The recording process involves dozens of decisions, some of which can be have answers that are fairly obvious and some of which can be downright baffling. Half of the process is pragmatic and the other half is artistic. Too often, people earnestly seeking perspective from more experienced recordists receive the answer "it depends" with no further illumination.
My purpose in this series of posts will be to explore the answers to "It depends on what!? And then once I've defined what it depends on how do I execute it?" in as much detail as I can to as many aspects of recording as I can. This will include things like how many channels to record, which mics to choose, where to place those mics, what devices to record to, what other gear to bring and use, and of course what to record in the first place.
One caveat to all of this is that if you perfectly execute a set of recordings towards a flawed goal then you'll still fail. Along those lines, developing an appropriate recording goal requires two things: a well defined personal aesthetic and a clear context in which the work will exist.
So with that in mind, this first post will be about developing aesthetic, because so much of the answer to the above question is also the answer to "what do I like?"
Over on SSD Shaun Farley asked a question about what you do to develop your aesthetic. My answer was generally to both do art in other disciplines and to observe fully realized works within your own. I stand by that as a foundation, but I'd like to expand on that here.
First off, I do strongly believe that working art in other disciplines does wonders for sharpening one's aesthetic. The main reason is because all art requires creativity and technique and the process of learning and executing new technique can be very revealing as to one's personal aesthetic because you find out very quickly what is and what is not worth learning new skills and techniques to execute.
As an illustration, I've personally found that I thoroughly enjoy shooting both timelapses and super slow mo video in the photographic realm. I've spend a relatively thick amount of hours learning and experimenting with both, and what that's revealed to me in my audio work is that (like with visuals) I have a deep appreciation for the ability to drastically manipulate time in all of these mediums.
Secondly, as I stated in the SSD thread, I think its very important to both observe and discuss the works of others with trusted and knowledgeable people.
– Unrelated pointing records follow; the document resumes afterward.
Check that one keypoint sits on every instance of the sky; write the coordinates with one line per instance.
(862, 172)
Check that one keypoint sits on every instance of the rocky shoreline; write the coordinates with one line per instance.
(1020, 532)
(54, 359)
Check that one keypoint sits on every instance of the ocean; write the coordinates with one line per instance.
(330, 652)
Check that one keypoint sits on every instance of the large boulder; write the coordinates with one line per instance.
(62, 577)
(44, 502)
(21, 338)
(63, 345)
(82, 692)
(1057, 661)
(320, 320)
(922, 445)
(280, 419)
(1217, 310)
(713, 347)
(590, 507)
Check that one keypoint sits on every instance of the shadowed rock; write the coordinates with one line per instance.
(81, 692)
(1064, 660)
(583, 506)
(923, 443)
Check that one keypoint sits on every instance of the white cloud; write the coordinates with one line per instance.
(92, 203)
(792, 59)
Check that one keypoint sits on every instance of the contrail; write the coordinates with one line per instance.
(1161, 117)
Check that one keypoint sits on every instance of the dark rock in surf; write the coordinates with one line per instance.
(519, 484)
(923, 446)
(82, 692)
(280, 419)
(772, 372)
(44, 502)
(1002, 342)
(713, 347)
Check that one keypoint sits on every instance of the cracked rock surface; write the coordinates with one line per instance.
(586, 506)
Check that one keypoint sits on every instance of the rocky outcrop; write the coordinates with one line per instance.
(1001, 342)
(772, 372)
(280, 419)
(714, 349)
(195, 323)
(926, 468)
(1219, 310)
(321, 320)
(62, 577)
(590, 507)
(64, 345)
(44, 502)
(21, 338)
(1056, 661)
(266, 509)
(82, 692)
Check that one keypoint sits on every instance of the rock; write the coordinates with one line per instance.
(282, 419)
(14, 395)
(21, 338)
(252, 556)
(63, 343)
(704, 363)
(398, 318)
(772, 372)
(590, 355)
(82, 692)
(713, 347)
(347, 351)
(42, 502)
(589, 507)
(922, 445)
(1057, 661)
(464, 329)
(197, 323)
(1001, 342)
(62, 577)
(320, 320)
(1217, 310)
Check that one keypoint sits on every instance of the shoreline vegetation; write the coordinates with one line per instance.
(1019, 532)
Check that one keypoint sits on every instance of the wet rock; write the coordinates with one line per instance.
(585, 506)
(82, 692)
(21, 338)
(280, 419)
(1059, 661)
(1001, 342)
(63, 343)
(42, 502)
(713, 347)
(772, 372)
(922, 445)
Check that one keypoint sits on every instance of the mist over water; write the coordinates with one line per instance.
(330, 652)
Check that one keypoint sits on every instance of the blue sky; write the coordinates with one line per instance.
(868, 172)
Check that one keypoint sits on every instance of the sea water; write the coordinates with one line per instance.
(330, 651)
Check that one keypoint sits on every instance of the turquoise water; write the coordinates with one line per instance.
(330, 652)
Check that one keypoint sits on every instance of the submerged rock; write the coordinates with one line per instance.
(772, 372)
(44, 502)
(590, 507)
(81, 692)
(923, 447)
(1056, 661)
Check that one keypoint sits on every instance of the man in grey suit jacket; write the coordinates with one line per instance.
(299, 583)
The reason is because these type of discussion force a person to articulate a position and then to defend that position, the result of which is a more consciously defined sense of what goes into the thing that a person likes vs what that person doesn't like. If you can't articulate to me what you like about that show you love then you've done yourself no favors with regards to creating your own work.
The process of shaping and developing one's aesthetic is a personal and ongoing one. It must be actively pursued and nurtured throughout the time that one intends on creating and appreciating art.
Having a well defined personal aesthetic is an important context in which to make any thoughtful recording decision.